De pronto se apaga la música. Es la señal. Los jugadores aceleran o se frenan en su afán de encontrar una silla para sentarse. Unos empujan, otros se sientan encima de los otros. Unos caen al suelo. Cuando se disipa la temporal confusión, uno queda parado mirando a todos los que agarraron silla. Ha perdido. Sale del juego. Entonces, los demás se paran. Se retira una silla y el baile comienza de nuevo. Y así una y otra vez hasta que solo queda una silla y un ganador.
El sistema electoral peruano se parece al juego de las sillas, pero en una versión más agresiva. Una veintena de candidatos da vueltas al son de la música de la campaña… pero al medio hay solo dos sillas.
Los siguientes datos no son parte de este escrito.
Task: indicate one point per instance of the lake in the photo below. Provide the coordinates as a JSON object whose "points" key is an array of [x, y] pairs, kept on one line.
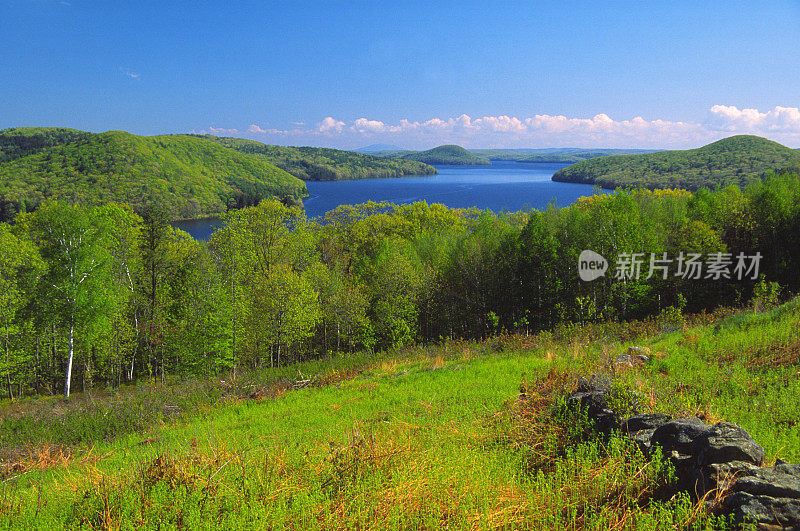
{"points": [[508, 186]]}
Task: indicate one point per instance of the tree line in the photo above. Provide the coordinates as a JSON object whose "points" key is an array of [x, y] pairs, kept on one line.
{"points": [[94, 296]]}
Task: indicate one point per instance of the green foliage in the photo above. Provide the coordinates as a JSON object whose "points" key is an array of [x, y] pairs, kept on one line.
{"points": [[324, 164], [18, 142], [189, 177], [736, 160], [553, 155], [448, 154], [766, 295]]}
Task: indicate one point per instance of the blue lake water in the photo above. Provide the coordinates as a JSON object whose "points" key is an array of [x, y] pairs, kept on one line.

Cuando la música se apaga (cierre de la votación, inicio del escrutinio), entre empujones y gritos solo dos encuentran asiento. Esos dos jugarán de nuevo dos meses después, pero con una sola silla.
El absurdo de un sistema político sin partidos es tener una multitud dando vueltas alrededor de dos sillas. Al apagarse la música, los dos que tienen el paradójicamente más alto porcentaje de votos de los pequeños porcentajes existentes agarran silla. Uno o dos puntos te hacen quedarte sentado o parado. Mientras la música suena, los frágiles liderazgos pasan de los Forsyth a los Lescano, de los Lescano a los De Soto, de los De Soto a los López Aliaga o los Fujimori o los Castillo.
La mayoría de los peruanos se queda parado, sin silla que los represente. Y se quedan dos pequeñas minorías jugando por la última silla.
Más que un juego de ideas, de propuestas, de ideologías o habilidades, parece un juego de azar. Gana quien tiene la suerte de tener más votos el día en el que los votantes tiran las ánforas como si fueran dados. Es más azar que ciencia. Porque si las elecciones eran dos semanas después, de pronto ganaba Beingolea.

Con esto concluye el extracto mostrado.